Can you try from inside the jail? The "service -j .. " never worked for me

You can try enabling debugging with sysrc rc_debug=YES, and then try stopping the service.

Can you stop other services the same way? Just the node does not get found and/or stoped?

bschwand commented 5 months ago

inside or outside the jail it gives me the same results. always thinks nothing is running, can't status or stop it

bschwand commented 5 months ago

argh.... solved. was all a jail config issue. Appjail does not enable this by default

        exec.start: "/bin/sh /etc/rc"
        exec.stop: "/bin/sh /etc/rc.shutdown jail"
        mount.devfs

so ps did not work, and services did not start at boot either. with that it's all working too, status, stop, run at jail start.

seems like there is some other issue left as you mentioned there https://github.com/arrogantrabbit/freebsd_storj_installer/issues/3#issuecomment-2057481878 but I think it's not to do with your scripts actually.

Thanks a lot for the help and back and forth !

arrogantrabbit commented 5 months ago

Awesome!

Can you actually get the storagenode_updater to stop? It seems I can't -- the shell that is running my replacement updater script is ignoring SIGTERM (by design, actually) so I would need to add _stop() function in the rc script and send SIGINT instead... But I guess it's irrelevant, as you can stop the whole jail instead, and everyone dies :)

bschwand commented 5 months ago

you are correct, updater gets hung

[bruno@proliant21 ~]$ sudo service -j storj storagenode_updater stop
Stopping storagenode_updater.
Waiting for PIDS: 74546

well it would be cleaner, also if the jail runs more stuff than just that service why use bash in that script, would sh behave the same way ? but... I see storagenode-updater uses /bin/sh ??

arrogantrabbit commented 5 months ago

All shells behave that way, it's by design.

The updater uses sh because is a hack I put together because official stor provided one did not / (still does not?) restart the service correctly after updating the binary.
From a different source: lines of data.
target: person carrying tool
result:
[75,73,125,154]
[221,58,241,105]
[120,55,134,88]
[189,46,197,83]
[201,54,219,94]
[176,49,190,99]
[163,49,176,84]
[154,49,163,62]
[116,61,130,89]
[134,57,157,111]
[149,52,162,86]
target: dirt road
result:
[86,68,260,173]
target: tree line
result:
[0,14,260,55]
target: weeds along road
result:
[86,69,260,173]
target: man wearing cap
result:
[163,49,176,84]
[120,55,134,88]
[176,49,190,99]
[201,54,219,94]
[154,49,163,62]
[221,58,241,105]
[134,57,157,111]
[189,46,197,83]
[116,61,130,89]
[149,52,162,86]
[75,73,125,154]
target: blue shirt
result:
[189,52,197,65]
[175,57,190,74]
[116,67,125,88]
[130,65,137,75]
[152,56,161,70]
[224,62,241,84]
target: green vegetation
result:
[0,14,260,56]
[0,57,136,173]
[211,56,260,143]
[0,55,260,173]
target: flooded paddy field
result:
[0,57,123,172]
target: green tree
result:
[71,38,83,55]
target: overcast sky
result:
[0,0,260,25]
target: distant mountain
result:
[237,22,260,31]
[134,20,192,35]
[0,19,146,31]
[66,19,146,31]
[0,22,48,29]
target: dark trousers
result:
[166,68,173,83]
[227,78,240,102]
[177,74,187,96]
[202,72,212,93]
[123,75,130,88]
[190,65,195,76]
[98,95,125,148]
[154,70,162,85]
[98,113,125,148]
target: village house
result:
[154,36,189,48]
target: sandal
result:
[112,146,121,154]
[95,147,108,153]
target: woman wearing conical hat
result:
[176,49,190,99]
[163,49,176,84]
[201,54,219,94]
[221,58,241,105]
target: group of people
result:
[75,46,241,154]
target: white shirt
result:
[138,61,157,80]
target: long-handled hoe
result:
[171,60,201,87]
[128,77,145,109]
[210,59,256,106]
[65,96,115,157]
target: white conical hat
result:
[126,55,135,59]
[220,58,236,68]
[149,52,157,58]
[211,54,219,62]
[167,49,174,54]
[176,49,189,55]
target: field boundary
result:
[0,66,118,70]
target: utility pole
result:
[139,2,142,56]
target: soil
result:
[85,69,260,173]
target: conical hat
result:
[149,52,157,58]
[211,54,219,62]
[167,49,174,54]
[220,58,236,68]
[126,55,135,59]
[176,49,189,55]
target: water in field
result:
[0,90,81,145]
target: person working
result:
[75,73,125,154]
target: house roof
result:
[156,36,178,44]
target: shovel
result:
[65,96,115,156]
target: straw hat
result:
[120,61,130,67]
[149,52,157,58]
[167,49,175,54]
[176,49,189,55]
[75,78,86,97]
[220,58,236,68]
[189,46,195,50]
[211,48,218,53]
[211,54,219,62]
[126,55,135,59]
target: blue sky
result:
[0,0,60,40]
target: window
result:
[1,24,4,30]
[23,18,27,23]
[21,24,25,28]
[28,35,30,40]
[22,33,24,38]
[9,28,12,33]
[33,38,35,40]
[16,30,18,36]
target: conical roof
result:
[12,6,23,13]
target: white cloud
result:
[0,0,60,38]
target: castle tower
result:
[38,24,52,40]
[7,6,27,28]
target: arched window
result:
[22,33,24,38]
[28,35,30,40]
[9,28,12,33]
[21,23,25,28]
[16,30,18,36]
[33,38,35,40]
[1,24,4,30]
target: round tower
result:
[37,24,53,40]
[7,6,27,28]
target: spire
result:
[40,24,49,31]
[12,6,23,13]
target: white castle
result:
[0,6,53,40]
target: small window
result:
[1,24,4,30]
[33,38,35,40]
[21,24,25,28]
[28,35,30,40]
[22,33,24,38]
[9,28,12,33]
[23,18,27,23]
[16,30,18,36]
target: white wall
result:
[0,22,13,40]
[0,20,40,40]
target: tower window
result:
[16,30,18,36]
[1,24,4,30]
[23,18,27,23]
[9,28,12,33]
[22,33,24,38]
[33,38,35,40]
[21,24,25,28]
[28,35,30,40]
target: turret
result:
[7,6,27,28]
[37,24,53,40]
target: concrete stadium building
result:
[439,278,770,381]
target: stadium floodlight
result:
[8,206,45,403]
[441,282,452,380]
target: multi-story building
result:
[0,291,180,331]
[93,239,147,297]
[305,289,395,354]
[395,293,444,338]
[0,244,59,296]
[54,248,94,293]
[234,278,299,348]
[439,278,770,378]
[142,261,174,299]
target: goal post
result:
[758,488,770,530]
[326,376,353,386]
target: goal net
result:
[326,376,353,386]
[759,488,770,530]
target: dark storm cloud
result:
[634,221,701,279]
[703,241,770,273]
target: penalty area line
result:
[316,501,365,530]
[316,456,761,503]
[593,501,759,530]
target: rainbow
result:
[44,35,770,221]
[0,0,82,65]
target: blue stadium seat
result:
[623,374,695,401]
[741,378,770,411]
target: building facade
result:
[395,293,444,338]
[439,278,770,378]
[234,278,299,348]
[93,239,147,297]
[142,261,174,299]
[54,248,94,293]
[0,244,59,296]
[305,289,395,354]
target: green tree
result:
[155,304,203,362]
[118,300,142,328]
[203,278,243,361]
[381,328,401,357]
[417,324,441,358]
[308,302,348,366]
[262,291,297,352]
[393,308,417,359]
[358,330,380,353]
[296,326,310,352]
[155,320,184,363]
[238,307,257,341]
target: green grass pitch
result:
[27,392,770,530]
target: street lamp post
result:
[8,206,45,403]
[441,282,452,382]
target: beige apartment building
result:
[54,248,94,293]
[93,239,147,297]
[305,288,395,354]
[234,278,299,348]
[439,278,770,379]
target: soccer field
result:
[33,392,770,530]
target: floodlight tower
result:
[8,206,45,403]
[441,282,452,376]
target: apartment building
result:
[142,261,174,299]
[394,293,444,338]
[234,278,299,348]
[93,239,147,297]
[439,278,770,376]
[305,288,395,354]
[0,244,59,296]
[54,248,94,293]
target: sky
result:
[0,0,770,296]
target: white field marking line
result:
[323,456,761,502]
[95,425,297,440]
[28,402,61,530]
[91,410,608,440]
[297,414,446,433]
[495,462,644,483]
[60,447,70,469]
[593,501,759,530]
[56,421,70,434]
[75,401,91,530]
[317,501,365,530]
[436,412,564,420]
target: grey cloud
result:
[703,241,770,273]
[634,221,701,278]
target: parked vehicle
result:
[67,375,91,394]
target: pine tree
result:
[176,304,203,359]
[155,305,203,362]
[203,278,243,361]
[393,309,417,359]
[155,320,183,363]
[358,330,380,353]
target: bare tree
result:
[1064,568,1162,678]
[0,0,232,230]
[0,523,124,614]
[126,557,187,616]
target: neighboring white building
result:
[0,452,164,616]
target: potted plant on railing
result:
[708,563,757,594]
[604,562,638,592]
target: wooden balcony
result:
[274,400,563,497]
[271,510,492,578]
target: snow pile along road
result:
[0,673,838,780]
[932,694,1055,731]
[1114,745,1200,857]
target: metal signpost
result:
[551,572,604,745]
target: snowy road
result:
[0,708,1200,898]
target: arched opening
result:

I have the fix, will check it in later today

bschwand commented 5 months ago

yeah I just researched that a bit, I did not know, interesting.

arrogantrabbit commented 5 months ago

commits 7b8748a and 984c423 contain fix for stopping the updater on FreeBSD 13.3+ and 14+.

bschwand commented 5 months ago

updated and tested all combinations of start stop status restart all good !